CSS

Cumulative Sum Scaling (CSS)

Cumulative Sum Scaling (CSS) is a median-like quantile normalization which corrects differences in sampling depth (library size). While standard relative abundance (fraction/percentage) normalization re-scales all samples to the same total sum (100%), CSS keeps a variation in total counts between samples. CSS re-scales the samples based on a subset (quartile) of lower abundant taxa (relatively constant and independent), thereby excluding the impact of (study dominating) high abundant taxa.

References

Paulson JN, Stine OC, Bravo HC, Pop M. Differential abundance analysis for microbial marker-gene surveys. Nature methods (2013).

http://cbcb.umd.edu/software/metagenomeSeq

https://bioconductor.org/packages/release/bioc/html/metagenomeSeq.html

Install CSS containing R-package metagenomeSeq

R

source("http://bioconductor.org/biocLite.R")

biocLite("metagenomeSeq")

# With R version 3.5 or greater, install Bioconductor packages using BiocManager

if (!requireNamespace("BiocManager", quietly = TRUE))

install.packages("BiocManager")

BiocManager::install("metagenomeSeq")

https://www.bioconductor.org/packages/release/bioc/html/metagenomeSeq.html

Example of CSS normalization (applied to dada2 output)

Normalizing the 16S OTU table (read count output) of dada2 into CSS normalized read counts

R

# import OTU table of dada2

# load dada2 output including the OTU table "seqtab.nochim" (read count data of the OTU-like amplicon sequence variants, ASV)

load("dada2_output.RData")

# transpose OTU table and convert into data.frame-format

OTU_read_count = as.data.frame(t(seqtab.nochim))

# OTU read count table: rows are taxa and columns are samples

dim(OTU_read_count)

210 60 # (example: 210 taxa and 60 samples)

class(OTU_read_count)

"data.frame"

# CSS normalization

# import package metagenomeSeq, containing CSS functions

library(metagenomeSeq)

# convert OTU table into package format

metaSeqObject = newMRexperiment(OTU_read_count)

# CSS normalization

metaSeqObject_CSS = cumNorm( metaSeqObject , p=cumNormStatFast(metaSeqObject) )

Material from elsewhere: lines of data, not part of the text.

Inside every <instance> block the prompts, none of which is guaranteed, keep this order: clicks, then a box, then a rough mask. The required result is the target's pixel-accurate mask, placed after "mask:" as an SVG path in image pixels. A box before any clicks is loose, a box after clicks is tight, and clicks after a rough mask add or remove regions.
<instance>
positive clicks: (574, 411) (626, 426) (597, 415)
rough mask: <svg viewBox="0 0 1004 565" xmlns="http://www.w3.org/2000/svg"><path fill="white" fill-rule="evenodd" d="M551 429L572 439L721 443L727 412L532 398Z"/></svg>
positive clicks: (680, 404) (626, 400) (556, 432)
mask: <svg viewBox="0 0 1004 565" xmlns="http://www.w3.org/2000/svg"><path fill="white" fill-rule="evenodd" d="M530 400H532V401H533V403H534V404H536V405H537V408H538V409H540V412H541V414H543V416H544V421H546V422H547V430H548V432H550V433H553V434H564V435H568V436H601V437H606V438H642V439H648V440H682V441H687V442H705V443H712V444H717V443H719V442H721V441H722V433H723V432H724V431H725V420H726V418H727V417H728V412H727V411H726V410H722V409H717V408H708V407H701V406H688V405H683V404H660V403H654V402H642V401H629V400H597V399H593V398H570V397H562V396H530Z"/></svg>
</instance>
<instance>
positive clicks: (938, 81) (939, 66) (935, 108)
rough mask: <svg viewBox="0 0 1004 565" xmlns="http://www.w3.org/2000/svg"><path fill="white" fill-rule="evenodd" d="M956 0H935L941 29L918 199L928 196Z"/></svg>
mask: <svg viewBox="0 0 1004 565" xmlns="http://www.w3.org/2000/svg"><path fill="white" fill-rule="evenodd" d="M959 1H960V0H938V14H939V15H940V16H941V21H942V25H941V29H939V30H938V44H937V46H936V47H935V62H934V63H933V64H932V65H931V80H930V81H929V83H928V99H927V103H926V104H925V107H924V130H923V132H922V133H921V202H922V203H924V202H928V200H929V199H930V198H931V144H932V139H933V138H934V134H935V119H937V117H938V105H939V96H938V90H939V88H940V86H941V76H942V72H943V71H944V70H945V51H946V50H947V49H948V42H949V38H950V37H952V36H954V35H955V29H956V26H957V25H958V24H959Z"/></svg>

# convert CSS normalized data into data.frame-formatted OTU table (log transformed data)

OTU_read_count_CSS = data.frame(MRcounts(metaSeqObject_CSS, norm=TRUE, log=TRUE))

Comments

Improvement of CSS normalized data might be partly caused by the subsequently applied log transformation, see

Costea PI, Zeller G, Sunagawa S, Bork P. A fair comparison. Nature Methods (2014).